Traditional health care plans simply do not offer the flexibility that today’s business environment demands. Increasingly, when it comes to deciding how health and dental care dollars are spent, consumers want control.
Private Health Services Plans give control to the consumer. With a Private Health Services Plan, the client gains both cost control and plan flexibility.
What is a Private Health Services Plan?
As the name suggest, a PHSP is an account set up by the employer instead of, or in addition to, an insured health and dental plan. It is also a form of self-insurance that in many cases can cost less than standard medical coverage, especially when tax implications are considered. Private Health Services Plans are also known as Health Spending Accounts, Self-Insured Plans and Cost Plus Plans.
Why are PHSPs so popular?
A PHSP provides employers with a convenient way to deliver tax effective compensation, provide employees with greater flexibility, cap spending (through a defined contribution as opposed to a defined benefit) and soften the impact of higher employee cost sharing.

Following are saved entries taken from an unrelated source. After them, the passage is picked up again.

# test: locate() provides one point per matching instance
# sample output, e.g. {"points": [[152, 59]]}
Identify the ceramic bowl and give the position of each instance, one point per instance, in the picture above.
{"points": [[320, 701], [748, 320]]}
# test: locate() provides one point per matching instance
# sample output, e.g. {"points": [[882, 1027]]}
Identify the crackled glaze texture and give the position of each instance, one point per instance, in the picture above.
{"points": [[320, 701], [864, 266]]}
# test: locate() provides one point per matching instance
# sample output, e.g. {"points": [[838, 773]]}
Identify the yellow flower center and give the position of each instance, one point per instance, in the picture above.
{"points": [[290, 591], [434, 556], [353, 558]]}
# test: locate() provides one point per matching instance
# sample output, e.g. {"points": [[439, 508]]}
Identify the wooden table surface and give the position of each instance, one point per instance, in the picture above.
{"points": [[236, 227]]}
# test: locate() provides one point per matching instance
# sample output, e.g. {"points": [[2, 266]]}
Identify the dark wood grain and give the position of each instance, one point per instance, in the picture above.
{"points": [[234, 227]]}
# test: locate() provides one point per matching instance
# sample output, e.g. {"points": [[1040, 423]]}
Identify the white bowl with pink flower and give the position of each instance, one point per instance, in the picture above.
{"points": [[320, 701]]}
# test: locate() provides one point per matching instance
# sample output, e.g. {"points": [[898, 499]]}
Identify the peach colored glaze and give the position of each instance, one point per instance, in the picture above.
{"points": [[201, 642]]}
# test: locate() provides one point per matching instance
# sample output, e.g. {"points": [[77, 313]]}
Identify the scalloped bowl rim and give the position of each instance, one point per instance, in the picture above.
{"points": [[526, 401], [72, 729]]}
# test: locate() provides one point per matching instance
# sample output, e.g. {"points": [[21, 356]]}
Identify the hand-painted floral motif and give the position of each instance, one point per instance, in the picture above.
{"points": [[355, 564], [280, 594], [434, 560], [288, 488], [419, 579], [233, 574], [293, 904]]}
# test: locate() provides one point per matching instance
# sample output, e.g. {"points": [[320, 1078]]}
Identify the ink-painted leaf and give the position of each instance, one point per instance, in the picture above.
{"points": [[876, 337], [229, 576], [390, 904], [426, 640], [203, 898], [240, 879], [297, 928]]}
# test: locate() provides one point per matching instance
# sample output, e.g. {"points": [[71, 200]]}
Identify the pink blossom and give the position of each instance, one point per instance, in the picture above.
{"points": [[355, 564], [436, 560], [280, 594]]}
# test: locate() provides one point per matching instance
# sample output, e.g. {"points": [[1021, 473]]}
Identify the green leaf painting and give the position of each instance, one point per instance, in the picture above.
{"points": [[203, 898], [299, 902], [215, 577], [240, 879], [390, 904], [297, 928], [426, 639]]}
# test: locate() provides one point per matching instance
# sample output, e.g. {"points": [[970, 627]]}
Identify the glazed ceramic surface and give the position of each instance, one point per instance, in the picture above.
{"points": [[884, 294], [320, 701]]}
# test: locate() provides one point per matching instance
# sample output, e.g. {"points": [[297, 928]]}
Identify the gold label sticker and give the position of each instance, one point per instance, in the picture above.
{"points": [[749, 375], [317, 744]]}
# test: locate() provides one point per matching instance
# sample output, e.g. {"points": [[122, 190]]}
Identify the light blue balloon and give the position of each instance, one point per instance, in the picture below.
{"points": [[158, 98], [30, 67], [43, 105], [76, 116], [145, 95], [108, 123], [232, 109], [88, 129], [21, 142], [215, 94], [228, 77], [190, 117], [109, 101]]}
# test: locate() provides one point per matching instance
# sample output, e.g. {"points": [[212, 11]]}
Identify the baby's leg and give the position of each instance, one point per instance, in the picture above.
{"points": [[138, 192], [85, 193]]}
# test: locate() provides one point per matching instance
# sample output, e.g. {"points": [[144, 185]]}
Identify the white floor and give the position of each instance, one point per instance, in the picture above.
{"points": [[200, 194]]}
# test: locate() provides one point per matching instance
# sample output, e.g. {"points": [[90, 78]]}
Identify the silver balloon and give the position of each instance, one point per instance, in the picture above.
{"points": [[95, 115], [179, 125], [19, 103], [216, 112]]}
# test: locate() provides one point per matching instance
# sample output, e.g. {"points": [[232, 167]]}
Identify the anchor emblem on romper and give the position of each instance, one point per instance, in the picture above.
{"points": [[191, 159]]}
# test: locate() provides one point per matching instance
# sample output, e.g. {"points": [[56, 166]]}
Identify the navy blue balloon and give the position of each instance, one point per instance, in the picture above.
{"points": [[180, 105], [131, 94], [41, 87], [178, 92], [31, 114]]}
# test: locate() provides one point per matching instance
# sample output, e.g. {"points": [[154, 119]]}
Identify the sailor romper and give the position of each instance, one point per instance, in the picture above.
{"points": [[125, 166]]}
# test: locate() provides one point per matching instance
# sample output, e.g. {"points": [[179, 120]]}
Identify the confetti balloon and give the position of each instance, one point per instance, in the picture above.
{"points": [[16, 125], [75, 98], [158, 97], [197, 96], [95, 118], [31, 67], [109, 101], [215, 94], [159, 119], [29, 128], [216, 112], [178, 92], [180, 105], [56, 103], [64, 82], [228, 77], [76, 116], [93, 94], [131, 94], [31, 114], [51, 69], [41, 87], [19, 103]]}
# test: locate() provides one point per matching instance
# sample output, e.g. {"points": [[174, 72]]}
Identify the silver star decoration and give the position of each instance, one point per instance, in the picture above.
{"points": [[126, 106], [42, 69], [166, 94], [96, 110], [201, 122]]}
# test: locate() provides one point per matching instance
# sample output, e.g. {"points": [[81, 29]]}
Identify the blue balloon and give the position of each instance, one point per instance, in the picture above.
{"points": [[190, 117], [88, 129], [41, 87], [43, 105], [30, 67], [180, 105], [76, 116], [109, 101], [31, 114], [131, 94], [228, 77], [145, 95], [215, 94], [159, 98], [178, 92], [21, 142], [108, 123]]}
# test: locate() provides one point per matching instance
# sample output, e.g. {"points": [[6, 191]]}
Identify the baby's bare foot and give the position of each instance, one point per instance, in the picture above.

Employees are empowered to select their own health and dental benefits. Successful plans increase employee understanding of their benefits. With these benefit packages, they also learn to select benefits wisely, choosing only the amount and type of coverage they need. This streamlining process can lead to substantial savings for employers.
How are Private Health Services Plans Regulated?
The biggest advantage to a Private Health Services Plan is that it allows health related expenses to be paid on a pre-tax basis. That is, employees can be given tax-free reimbursement for any eligible medical or dental expenses.
How do Private Health Services Plans Work?
In a Private Health Services Plan, an employer contracts a third party administrator (DHC) to manage the employee’s claims as per the definitions of the plan. The employer promises to reimburse the cost of such claims plus an administration fee and applicable taxes. All employee claims are then adjudicated by DHC to ensure they meet the criteria established by CRA. Eligible claims are then reimbursed by DHC to the employee resulting in a non-taxable benefit to the employee.